Everyone knows the first verse, with its evocation of “amber waves of grain” and “purple mountain majesties.” But how many have read — let alone sung — the entire song?

The full hymn is more than just a poetic appreciati­on of the country’s wonders of nature. It evokes the vitality of an ever-widening America, celebrates its storied past and — most important — evokes its limitless future potential.

It hails the pioneering forebears who beat “a thoroughfa­re of freedom . . . across the wilderness,” and pays tribute to the nation’s defenders in war, the brave “heroes . . . who more than self their country loved.”

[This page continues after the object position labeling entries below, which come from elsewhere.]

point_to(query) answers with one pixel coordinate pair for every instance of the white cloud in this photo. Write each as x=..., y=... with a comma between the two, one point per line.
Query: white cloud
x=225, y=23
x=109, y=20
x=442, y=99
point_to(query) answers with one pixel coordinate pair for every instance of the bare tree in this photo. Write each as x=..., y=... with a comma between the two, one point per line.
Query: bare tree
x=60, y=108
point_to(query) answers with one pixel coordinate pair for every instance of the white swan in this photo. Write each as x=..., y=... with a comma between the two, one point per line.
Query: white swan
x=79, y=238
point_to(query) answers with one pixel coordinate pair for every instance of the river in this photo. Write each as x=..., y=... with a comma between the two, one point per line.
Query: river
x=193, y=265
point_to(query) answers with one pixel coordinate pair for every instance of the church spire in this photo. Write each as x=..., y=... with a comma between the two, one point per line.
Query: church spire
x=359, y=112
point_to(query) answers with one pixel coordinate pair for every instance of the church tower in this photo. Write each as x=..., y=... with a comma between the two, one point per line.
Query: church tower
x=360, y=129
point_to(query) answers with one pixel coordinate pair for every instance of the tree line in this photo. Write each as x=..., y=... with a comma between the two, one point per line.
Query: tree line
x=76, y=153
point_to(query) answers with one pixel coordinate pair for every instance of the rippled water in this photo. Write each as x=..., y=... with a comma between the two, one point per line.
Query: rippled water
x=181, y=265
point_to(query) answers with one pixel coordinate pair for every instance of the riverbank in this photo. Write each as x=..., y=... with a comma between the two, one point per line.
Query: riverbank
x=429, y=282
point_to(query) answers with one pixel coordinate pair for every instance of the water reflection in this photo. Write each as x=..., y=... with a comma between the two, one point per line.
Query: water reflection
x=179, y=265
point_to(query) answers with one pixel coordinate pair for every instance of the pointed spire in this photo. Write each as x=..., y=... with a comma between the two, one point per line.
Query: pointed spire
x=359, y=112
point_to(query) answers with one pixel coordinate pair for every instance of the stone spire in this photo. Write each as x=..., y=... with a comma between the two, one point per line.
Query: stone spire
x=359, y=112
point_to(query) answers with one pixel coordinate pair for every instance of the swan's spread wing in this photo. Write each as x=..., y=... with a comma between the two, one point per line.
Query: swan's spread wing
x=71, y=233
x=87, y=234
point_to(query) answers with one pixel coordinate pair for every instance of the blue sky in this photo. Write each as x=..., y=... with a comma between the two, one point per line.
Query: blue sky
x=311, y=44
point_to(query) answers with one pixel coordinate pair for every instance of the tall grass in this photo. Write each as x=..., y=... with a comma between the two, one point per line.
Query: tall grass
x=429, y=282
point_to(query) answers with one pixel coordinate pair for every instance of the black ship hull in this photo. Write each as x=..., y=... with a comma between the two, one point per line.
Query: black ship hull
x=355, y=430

More: It looks forward to a day when America’s “alabaster cities” finally will “gleam undimmed by human tears.”

The song has always stirred deep emotion. “I can’t read the lines without swallowing hard,” one early reader wrote Bates. Voices quavered as crowds solemnly sang the song outside the White House in 1941 after Pearl Harbor and, six decades later, at Ground Zero after 9/11.

In 1979, Pope John Paul II recited its fervent prayer — “America, America, God shed his grace on thee” — as he descended from his plane on his first trip to this country.

The many memorable recordings and renditions — from Ray Charles, Aretha Franklin, Willie Nelson, Mariah Carey and others — all share a moving simplicity, without the vocal acrobatics that too often accompany “The Star-spangled Banner.”

The music plays a large part in the song’s mystique. Samuel Howe, a church organist, composed it during an 1882 ferry ride from Coney Island to his home in Newark — for an entirely different hymn. It was attached to Bates’ words in 1904 after his death.

Today’s certainly the day to fully appreciate this magnificen­t tribute to America and all that it represents. Have a glorious Fourth!